Speedy Broadband For SA School Students

Speedy Broadband For SA School Students

South Australia’s Marshall Government says it has now delivered high speed internet to just about every public school in the state.

The SWiFT internet program was designed to provide 514 of the 518 public schools in SA high-speed fibre optic cable throughout 2019 and 2020, with the remaining four schools – all in very remote locations – to have other high speed solutions implemented.

Broadband for SA schools

The $80 million first stage of the SWiFT internet program has resulted in hundreds of kilometres of fibre optic cable laid to reach around 500 school sites. A further 11 regional and remote sites will have fast connections by the end of this year.

Prior to the program kicking off, only one in five public schools had a fibre optic connection.

The State Government has also embarked on rolling out high-speed internet connectivity to all preschools and children’s centres, with an additional $50 million investment including boosted internet security across all schools. To date, 150 preschools have been connected, with all preschools set to be complete by mid-2021.

“This $130 million investment is bringing South Australian schools and preschools into the 21st century, opening up a world of learning resources and opportunities for staff and students across the state,” said Education Minister John Gardner.

Public School Students And Home Connectivity

It’s great to see these sorts of projects – but students need good quality internet access when away from school too in order to engage effectively in home studies.

The news of progress in South Australia came just a day before a report released by the Australian Education Union indicating issues in digital inclusion among public school students nationally.

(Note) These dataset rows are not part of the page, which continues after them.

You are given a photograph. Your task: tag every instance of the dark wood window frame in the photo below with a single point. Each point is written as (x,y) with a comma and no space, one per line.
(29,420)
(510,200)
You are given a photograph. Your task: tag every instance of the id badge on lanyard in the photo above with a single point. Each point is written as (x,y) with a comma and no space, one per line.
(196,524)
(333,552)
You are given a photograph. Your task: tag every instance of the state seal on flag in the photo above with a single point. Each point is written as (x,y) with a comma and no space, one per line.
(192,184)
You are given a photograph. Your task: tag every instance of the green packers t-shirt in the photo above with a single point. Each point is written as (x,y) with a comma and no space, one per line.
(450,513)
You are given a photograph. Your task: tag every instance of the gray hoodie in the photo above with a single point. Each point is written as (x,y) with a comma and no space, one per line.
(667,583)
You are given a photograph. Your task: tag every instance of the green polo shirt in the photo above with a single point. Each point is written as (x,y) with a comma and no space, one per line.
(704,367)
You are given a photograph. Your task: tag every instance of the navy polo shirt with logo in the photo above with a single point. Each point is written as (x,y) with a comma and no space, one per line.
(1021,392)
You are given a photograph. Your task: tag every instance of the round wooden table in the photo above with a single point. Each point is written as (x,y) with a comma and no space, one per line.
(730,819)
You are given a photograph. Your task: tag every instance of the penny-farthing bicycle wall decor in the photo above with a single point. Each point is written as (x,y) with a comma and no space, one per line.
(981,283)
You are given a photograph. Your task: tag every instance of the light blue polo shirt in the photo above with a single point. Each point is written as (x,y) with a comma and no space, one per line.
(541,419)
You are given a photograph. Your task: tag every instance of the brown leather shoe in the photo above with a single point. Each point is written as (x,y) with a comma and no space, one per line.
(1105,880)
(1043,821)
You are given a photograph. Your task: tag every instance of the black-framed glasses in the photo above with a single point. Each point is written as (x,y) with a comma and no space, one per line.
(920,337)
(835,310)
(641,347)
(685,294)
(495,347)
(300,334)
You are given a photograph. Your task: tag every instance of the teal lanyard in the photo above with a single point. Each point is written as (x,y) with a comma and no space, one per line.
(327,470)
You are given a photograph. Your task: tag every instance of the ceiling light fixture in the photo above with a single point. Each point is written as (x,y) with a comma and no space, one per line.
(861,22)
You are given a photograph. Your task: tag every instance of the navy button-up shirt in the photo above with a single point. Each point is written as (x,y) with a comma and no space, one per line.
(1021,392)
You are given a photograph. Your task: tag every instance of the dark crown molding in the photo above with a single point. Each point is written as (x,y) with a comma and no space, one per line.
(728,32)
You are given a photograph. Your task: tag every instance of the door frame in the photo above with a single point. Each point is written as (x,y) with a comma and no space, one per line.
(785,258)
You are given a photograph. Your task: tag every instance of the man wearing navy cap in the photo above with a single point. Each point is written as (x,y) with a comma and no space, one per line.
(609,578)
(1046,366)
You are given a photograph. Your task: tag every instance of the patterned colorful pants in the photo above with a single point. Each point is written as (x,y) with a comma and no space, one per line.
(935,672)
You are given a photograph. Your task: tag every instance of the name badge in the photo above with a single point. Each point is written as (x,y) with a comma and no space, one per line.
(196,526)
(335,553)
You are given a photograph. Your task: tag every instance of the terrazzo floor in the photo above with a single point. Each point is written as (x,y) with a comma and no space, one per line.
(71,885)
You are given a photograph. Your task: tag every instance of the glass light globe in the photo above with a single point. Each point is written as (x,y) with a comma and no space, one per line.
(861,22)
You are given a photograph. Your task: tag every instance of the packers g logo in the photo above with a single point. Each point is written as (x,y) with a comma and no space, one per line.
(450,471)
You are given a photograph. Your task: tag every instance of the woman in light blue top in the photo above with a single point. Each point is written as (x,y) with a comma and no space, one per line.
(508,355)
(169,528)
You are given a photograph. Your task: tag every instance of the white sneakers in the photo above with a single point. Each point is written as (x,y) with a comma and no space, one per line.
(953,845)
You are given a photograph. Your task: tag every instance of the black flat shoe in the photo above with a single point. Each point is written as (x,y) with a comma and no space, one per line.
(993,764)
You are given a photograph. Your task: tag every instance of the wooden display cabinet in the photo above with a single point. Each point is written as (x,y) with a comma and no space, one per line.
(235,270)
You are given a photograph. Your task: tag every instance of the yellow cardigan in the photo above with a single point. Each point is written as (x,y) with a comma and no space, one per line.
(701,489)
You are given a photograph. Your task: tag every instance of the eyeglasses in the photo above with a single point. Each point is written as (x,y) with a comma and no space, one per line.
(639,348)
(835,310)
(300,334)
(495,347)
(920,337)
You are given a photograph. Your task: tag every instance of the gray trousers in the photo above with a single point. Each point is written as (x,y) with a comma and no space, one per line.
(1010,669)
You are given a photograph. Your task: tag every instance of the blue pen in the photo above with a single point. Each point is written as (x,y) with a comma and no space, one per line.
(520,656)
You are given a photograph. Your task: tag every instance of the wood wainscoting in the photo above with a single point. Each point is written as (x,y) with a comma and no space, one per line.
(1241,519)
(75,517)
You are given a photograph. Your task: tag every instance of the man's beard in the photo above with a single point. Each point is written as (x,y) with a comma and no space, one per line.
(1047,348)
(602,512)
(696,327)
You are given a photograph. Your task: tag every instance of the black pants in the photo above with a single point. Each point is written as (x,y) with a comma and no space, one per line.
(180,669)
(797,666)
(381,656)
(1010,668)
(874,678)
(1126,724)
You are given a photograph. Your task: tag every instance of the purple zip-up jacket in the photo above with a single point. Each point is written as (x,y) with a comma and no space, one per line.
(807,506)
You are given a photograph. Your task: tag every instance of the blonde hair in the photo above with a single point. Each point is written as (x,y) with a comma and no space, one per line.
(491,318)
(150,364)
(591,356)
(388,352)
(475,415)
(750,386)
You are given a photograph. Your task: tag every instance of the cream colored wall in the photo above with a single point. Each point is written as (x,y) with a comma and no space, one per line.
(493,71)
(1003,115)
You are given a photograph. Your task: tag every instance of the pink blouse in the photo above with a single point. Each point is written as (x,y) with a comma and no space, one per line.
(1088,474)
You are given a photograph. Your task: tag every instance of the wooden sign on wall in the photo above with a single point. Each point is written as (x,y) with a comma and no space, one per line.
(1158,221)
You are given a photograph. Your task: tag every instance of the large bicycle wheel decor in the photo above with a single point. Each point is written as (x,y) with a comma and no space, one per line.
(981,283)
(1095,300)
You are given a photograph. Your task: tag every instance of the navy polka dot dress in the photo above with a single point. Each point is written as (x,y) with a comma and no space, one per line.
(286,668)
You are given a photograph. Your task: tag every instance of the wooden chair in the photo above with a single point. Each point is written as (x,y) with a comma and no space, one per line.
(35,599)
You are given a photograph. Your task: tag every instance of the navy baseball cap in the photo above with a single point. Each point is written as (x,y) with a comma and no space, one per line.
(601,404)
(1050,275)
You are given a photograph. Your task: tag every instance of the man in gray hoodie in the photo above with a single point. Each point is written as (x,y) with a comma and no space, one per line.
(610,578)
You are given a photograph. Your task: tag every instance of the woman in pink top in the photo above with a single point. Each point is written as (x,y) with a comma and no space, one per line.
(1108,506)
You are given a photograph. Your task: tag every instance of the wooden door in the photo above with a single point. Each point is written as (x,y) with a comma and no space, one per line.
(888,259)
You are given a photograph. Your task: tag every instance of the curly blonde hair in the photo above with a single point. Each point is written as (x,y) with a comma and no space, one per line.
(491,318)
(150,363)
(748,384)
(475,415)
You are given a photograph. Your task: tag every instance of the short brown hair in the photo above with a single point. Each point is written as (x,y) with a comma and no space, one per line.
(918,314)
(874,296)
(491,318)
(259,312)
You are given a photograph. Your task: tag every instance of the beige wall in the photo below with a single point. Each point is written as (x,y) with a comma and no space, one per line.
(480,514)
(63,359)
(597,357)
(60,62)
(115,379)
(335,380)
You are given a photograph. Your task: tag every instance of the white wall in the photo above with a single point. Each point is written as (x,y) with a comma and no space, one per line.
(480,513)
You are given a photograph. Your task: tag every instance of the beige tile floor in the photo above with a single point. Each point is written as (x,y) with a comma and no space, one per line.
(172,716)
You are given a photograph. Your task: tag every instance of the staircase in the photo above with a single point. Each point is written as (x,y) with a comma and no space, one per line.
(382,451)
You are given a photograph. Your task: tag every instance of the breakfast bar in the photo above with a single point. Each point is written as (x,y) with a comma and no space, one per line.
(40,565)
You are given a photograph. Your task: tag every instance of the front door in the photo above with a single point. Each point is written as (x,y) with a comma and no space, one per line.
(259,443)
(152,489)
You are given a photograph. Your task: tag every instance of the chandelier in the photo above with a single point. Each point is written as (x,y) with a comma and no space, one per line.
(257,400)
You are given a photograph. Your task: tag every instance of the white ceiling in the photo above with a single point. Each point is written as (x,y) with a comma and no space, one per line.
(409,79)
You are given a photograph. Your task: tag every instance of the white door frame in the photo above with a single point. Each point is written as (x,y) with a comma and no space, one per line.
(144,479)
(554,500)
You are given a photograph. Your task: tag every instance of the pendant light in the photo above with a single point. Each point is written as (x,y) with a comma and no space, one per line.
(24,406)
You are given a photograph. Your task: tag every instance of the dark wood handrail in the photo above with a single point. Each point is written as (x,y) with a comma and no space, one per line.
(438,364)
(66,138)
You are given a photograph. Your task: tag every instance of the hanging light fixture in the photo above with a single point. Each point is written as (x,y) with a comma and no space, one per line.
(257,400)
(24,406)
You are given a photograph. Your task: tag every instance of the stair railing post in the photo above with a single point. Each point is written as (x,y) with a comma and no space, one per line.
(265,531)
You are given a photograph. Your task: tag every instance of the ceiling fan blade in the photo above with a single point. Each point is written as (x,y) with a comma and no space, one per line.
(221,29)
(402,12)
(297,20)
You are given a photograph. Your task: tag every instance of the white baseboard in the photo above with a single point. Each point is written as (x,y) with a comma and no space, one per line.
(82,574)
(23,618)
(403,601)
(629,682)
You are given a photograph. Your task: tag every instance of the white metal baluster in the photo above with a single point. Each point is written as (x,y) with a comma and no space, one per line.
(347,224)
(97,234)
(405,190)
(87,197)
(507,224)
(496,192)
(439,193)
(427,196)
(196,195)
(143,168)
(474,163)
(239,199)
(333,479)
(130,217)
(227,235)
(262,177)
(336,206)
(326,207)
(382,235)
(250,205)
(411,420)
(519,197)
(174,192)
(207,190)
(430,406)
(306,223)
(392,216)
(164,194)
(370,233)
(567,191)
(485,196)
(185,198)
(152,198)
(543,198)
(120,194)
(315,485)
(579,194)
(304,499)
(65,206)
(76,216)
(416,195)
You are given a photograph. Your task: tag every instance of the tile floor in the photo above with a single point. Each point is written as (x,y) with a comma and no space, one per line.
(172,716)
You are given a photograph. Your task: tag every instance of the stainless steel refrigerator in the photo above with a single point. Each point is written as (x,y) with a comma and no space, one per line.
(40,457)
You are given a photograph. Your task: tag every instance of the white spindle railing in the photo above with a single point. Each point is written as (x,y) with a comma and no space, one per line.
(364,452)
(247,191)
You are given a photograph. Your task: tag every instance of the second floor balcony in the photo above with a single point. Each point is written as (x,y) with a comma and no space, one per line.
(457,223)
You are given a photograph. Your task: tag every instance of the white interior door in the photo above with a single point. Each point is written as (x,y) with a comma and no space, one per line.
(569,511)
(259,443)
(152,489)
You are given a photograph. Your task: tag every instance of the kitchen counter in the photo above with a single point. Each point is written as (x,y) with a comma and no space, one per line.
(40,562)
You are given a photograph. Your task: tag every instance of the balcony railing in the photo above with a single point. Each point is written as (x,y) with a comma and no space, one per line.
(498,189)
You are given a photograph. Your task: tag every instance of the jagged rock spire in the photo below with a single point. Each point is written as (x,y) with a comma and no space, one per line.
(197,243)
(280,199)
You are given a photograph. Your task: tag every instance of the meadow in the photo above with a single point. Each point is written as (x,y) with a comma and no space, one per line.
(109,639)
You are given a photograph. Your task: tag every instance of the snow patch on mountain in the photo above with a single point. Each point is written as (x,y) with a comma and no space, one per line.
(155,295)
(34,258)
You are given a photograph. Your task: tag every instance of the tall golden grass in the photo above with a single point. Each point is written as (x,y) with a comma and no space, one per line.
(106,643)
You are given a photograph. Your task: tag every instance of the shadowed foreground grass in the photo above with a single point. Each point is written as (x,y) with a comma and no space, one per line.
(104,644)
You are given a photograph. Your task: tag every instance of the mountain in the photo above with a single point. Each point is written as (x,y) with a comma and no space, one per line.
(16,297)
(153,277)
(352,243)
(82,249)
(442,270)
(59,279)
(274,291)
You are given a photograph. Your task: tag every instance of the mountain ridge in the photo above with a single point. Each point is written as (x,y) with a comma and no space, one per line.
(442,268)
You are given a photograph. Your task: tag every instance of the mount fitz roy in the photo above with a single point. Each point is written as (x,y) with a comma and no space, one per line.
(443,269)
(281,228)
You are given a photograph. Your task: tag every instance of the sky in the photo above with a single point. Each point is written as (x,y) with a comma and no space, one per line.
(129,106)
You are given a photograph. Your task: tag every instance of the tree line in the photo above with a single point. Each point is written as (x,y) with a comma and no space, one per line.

The report found approximately 125,000 public school students lived in dwellings without internet access and public school students were 2.5 times more likely than either Catholic or independent school students to have no home internet access.

While the report was based on Census 2016 statistics and there has been support for low income households since, the AEU believes digital exclusion remains a significant problem.

“The AEU demands that the Federal Government, as an immediate priority, carry out a thorough digital equity audit to determine the impact on students of a lack of access to the internet and digital resources,” said the union.